Virginia Tech Transportation Institute discusses key issues in the deployment of automated trucks
Automotive IQ sat down with Johan Engstrom, Group Leader, Human Factors and Advanced Systems Testing at Virginia Tech Transportation Institute, and talked about key issues in the deployment of automated trucks, ahead of the conference where Mr. Engstrom also will be presenting.
What are the major technical issues in creating multi-brand platoons and how do we overcome it?
Standardization of vehicle-to-vehicle communications such as specific message sets for platooning (as an extension to SAE J2735) are of course important to facilitate interoperability. However, I believe that the key challenge will be to go from single- to multi-fleet platoons (rather than to multi-brand). Of key importance will be services for forming and managing platoons, possibly integrated as part of fleet management systems. Key functions of such services include means for finding nearby and trustable vehicles to platoon with (potentially from competing carriers) and means for fair sharing of the benefits between the leader and the follower(s) if they represent different companies (e.g., dealing with the fact that the fuel savings are typically higher for the follower).

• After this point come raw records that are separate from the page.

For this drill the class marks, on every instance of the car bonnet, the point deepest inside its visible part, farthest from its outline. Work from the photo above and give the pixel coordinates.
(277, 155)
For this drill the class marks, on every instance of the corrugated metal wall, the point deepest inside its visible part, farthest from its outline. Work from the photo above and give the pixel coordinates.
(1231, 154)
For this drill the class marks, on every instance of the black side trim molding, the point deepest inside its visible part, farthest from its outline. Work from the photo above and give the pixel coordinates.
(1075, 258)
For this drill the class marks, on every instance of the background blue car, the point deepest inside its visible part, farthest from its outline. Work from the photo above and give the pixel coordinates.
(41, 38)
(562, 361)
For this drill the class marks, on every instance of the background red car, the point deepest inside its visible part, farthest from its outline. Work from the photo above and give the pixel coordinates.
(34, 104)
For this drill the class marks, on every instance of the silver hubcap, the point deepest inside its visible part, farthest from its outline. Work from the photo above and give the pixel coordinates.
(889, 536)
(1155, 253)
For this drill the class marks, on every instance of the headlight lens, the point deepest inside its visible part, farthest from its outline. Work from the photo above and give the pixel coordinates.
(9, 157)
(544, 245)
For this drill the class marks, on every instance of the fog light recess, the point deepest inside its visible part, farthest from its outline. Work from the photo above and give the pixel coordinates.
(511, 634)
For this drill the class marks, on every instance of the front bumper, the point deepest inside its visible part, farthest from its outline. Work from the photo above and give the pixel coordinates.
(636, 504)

How can we accommodate trucks with different engine and brake capacities, emission properties etc.?
Trucks in the platoon will need to share information on their relevant properties such as vehicle type, size, mass, engine and braking capacity. It may be foreseen that platoons will primarily be formed by vehicles with roughly similar characteristics. The vehicle properties are also important for how the platoon is formed. For example, in platooning pairs, the vehicle with the highest braking capacity should be assigned the role as follower.
What are the software challenges for developing increasing levels of automation and how algorithms and software can/will adapt for future technical platoon requirements?
My knowledge in software engineering is rather limited so I’m unable to offer a detailed answer. In general, external sensing and V2V communication reliability, redundancy and cybersecurity are issues that become critical with increasing levels of automation.
What infrastructure advancements need to be done to make cooperative, connected and automated driving a reality?
Current near-market automated driving systems for trucks, such as Driver Assisted Truck Platooning (DATP), do not rely on specific infrastructure developments. However, future automated driving systems will likely benefit strongly from advancements in vehicle-to-infrastructure communication technologies. Moreover, it seems likely that certain roads will be adapted and/or optimized to accommodate more advanced forms of automated vehicles (e.g., longer platoons, higher levels of automation). If feasible, creating a safe separation between automated heavy vehicles and other traffic (e.g., by means of dedicated and/or protected lanes), would remove some of the key hurdles for more near-term deployment of highly automated trucks.
What are the challenges and benefits in the area of C-ITS for platooning and automated driving systems?
This is a very broad question, so my answer will focus on truck automation, in particular platooning. Of crucial importance is to understand that the deployment of automated driving technologies always depends critically on the business case. The trucking industry operates on small margins and investments in automated driving technologies requires a strong business case with fast return of investment. Since fuel is typically the largest operational cost for truck fleets, platooning offers a very strong business case thanks to the high potential fuel savings (~5% for the leader and ~10% for the follower), even at lower levels of automation. Platooning also have significant potential safety benefits, although these are harder to quantify. In my view, the key challenge in the deployment of automated driving systems, including Level 1 systems such as DAPT, is to test systems in the real world and verify that they are able to handle all possible (“edge”) cases and do not introduce any unintended effects on driver behavior or the surrounding traffic. Of key importance will also be to evaluate potential safety benefits. This will require extensive naturalistic driving data collection and novel data analytics techniques including virtual testing (i.e., computer simulation).